ARTS GAZETTE INTERNATIONAL SUPPLEMENT


Parcours des Arts n°34

 

La femme et le sacré, Arts Sacrés, août 2013

 

Julia Kristeva Visions capitales

Éditions de la Martinière, mars 2013

 

 

Pourquoi la décapitation, thème si présent dans l'art occidental, demeure-t-elle si mystérieuse? Dans cette troublante sublimation du meurtre, de la mort, du corps, de la souffrance et du sacré, Julia Kristeva ouvre un nouveau champ d'exploration.

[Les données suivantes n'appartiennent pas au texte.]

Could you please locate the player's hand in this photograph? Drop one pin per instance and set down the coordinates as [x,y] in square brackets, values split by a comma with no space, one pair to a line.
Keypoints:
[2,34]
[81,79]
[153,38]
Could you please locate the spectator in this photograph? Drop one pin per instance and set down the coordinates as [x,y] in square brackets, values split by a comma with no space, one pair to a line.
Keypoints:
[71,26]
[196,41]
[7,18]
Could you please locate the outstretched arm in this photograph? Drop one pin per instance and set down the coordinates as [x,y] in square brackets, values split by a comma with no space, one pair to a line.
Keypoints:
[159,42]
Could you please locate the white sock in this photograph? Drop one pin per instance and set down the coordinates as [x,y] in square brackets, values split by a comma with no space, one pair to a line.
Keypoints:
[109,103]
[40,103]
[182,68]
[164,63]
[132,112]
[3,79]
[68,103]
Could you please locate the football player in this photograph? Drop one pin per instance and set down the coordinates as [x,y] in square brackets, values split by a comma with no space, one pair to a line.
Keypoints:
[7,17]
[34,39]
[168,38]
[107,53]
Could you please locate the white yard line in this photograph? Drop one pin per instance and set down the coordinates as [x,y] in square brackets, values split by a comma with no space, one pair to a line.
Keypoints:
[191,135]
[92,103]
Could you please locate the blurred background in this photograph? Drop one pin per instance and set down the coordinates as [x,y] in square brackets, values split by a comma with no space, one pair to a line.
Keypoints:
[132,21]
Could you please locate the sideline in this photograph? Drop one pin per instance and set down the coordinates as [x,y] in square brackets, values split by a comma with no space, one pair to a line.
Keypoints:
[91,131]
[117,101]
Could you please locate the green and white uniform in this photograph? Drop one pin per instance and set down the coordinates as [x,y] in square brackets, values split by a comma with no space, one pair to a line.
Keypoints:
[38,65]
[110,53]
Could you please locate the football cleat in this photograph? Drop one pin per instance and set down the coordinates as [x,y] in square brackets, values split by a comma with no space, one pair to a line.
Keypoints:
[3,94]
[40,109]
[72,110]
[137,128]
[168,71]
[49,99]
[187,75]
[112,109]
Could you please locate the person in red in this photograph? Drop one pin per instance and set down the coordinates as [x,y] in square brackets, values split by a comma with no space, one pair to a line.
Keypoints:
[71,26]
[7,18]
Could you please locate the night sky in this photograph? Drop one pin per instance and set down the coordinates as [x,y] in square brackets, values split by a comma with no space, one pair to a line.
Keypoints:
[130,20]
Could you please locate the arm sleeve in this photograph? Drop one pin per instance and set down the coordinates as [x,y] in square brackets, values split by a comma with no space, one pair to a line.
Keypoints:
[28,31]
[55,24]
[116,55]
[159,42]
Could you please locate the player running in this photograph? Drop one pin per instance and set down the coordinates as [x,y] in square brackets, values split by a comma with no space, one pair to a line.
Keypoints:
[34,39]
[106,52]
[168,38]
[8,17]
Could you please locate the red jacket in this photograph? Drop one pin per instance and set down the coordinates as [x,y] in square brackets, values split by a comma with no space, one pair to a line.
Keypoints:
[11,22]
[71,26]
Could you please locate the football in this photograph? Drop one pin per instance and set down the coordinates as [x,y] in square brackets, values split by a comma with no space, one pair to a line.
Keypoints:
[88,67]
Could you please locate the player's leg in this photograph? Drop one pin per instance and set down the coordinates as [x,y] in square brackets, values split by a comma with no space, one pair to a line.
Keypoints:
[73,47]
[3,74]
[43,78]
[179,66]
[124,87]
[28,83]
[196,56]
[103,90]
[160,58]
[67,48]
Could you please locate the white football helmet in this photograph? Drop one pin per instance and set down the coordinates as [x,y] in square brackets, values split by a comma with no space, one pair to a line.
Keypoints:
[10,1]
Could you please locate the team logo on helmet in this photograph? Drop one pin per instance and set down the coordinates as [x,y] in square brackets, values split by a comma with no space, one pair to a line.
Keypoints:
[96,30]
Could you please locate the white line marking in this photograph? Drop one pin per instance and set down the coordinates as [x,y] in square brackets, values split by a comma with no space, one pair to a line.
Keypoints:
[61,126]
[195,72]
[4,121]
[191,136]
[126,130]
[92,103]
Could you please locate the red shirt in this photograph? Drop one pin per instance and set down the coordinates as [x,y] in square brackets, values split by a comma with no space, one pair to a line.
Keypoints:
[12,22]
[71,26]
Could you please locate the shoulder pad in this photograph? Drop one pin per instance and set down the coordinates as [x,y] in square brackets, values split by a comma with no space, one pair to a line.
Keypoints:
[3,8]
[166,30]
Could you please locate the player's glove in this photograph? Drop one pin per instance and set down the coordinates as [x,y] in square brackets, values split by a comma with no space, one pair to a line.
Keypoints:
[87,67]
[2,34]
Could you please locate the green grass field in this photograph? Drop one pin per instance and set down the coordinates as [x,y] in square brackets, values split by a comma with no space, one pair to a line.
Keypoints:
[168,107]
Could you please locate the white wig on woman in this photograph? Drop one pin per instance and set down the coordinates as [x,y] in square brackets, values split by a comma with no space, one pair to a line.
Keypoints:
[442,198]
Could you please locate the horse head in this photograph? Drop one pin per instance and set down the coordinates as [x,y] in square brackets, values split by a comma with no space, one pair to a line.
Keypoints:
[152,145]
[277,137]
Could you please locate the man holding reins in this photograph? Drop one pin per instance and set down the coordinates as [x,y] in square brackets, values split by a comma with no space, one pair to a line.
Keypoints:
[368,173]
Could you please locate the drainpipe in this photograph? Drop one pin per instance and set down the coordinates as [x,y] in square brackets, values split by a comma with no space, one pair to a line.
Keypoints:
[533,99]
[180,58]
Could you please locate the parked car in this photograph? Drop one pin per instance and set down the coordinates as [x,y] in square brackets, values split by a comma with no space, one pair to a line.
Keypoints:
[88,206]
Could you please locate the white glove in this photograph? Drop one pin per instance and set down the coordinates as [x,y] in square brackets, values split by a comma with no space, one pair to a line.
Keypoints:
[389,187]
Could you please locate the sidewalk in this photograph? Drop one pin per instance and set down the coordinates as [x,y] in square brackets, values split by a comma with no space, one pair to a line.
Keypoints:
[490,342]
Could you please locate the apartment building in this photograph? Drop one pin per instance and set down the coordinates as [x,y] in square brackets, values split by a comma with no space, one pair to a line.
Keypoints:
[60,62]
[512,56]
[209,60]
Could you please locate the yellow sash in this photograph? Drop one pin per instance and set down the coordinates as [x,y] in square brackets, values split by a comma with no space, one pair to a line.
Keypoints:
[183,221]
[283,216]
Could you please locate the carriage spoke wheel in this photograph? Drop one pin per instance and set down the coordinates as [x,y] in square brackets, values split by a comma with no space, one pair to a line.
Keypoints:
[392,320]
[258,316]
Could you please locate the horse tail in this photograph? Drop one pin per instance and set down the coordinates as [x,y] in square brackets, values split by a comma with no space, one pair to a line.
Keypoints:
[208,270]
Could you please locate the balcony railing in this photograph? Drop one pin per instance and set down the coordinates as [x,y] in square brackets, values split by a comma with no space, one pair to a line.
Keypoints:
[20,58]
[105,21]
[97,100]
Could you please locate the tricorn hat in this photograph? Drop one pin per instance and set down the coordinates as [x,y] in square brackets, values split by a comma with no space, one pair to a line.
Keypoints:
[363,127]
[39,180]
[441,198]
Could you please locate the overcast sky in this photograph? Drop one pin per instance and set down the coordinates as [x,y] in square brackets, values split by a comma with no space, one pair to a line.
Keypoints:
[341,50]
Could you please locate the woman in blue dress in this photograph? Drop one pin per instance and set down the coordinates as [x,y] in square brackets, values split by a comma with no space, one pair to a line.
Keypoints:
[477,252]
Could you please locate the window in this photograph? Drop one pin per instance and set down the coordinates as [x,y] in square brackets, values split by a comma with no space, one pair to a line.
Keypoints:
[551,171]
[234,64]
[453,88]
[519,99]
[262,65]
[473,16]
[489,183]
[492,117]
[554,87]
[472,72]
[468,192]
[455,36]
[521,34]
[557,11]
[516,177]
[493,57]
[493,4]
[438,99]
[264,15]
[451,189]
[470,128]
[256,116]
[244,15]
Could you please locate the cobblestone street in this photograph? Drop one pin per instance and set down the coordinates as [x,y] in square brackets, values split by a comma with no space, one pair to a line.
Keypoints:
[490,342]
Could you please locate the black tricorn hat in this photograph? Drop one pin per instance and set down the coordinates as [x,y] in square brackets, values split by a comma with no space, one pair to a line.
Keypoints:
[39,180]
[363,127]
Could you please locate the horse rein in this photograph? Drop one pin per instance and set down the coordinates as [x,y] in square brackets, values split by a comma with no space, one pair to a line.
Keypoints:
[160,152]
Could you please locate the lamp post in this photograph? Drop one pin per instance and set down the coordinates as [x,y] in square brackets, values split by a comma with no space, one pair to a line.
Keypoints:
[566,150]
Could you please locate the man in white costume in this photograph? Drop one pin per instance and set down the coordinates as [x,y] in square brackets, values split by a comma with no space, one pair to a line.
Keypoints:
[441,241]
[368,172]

Des premières représentations préhistoriques des têtes coupées et des offrandes capitales aux dieux en Grèce antique jusqu'aux étonnantes œuvres contemporaines de Picasso, Arnulf Rainer ou Günter Brus, tout en méditant sur l'art chrétien, baroque ou classique, l'auteur interprète dessins, gravures, sculptures, tableaux, mythes et récits, la Bible et les Evangiles... Elle revisite Méduse, David et Goliath, Samson et Dalila, Judith et Holopherne, saint Jean-Baptiste... la guillotine et l'actualité. Tour à tour philosophiques, esthétiques, psychanalytiques et politiques, ses Visions capitales offrent une perspective inédite sur les arts et les rituels afin de mieux comprendre les hommes et les femmes d'aujourd'hui.


Publié à l'occasion de la série d'expositions des « Partis pris » organisée par le musée du Louvre en 1998, Visions capitales porte un regard personnel et original sur le pouvoir de l'imaginaire défiant sacrifices et violences.